With the rapid expansion of the use of immune checkpoint inhibitors (ICI) across a wide variety of histologies, it remains clear that only small minorities of patients respond. There is therefore a large need for improved predictors of response to immunotherapy. In particular, in cancers associated with germline defects in homologous recombination, including breast, ovarian, and prostate cancer, response rates to immunotherapy have been very low in large phase 3 trials, in some cases leading to a decision by pharmaceutical companies to no longer pursue FDA approval for these indications. DNA-repair deficiency could serve as a useful and clinically relevant biomarker to select appropriate patients for immunotherapy. This is reminiscent of the recent FDA approval of pembrolizumab for patients with mismatch repair deficient tumors regardless of histology. A similar concept may extend to other defects in DNA-damage response and repair (DDR) pathways, the most common being homologous recombination (HR). Defects in homologous recombination repair have been studied extensively due to the hereditary predisposition for breast, ovarian prostate, and pancreatic cancer with mutations in important HR genes BRCA1 and BRCA2. More recently, phenotypic determination of homologous recombination deficiency (HRD) using genomic correlates have estimated up to 30% of breast and ovarian cancers may be HRD as well as a small portion of many other histologies. In ongoing work we have implicated mutations in the homologous recombination pathway with improved survival after ICI in a large retrospective cohort.
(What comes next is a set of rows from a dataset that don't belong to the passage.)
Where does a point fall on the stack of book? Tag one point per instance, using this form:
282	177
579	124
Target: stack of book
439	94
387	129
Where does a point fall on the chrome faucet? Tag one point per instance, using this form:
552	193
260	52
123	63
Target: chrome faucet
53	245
However, divergent responses were noted depending on the HR gene mutated. This proposal aims to further explore the hypothesis that HRD and other DDR defects result in increased immunogenicity and as a result improved response to immunotherapy and elucidate the mechanisms involved in resulting immune recognition and response to ICI.
Aim 1 will focus on gaining an understanding of which genes are associated with response to ICI and explain the divergent responses observed clinically. A thorough analysis of the immune microenvironment will result in important insights regarding which patients my benefit and why.
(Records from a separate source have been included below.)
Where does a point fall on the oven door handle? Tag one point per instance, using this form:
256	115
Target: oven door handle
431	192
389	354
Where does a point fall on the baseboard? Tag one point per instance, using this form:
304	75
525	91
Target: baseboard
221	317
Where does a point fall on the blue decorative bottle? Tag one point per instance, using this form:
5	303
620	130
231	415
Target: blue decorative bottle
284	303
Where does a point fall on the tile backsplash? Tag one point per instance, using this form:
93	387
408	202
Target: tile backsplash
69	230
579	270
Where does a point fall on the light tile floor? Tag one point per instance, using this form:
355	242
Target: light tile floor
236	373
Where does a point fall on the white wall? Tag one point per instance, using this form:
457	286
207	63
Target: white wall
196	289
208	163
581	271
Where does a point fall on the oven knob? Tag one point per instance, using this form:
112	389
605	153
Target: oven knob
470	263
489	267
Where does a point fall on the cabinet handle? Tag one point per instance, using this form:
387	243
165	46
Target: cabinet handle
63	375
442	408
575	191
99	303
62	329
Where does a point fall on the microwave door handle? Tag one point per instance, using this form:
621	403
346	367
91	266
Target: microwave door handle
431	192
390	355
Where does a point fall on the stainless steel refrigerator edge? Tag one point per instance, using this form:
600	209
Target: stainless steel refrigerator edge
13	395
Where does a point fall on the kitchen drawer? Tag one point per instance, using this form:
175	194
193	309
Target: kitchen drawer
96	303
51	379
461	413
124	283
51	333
Aim 2 will attempt to elucidate what components of the immune system are directly influenced by HRD and DDR deficiencies focusing on innate immunity pathways.
Aim 3 will study the effects of other DDR pathway deficiencies or activation using drugs or radiation and their affects on response to ICI, exploring potential synergy.
With the rapid expansion of the use of immune checkpoint inhibitors across a wide variety of histologies, it remains clear that only small minorities of patients respond. The knowledge gained from this proposal will allow better selection of patients across cancer types who may benefit from immunotherapy. In addition, the preclinical models may provide important insights into the mechanisms of increased immunogenicity and how this could be potentially harnessed for the benefit of patients without DNA-repair defects.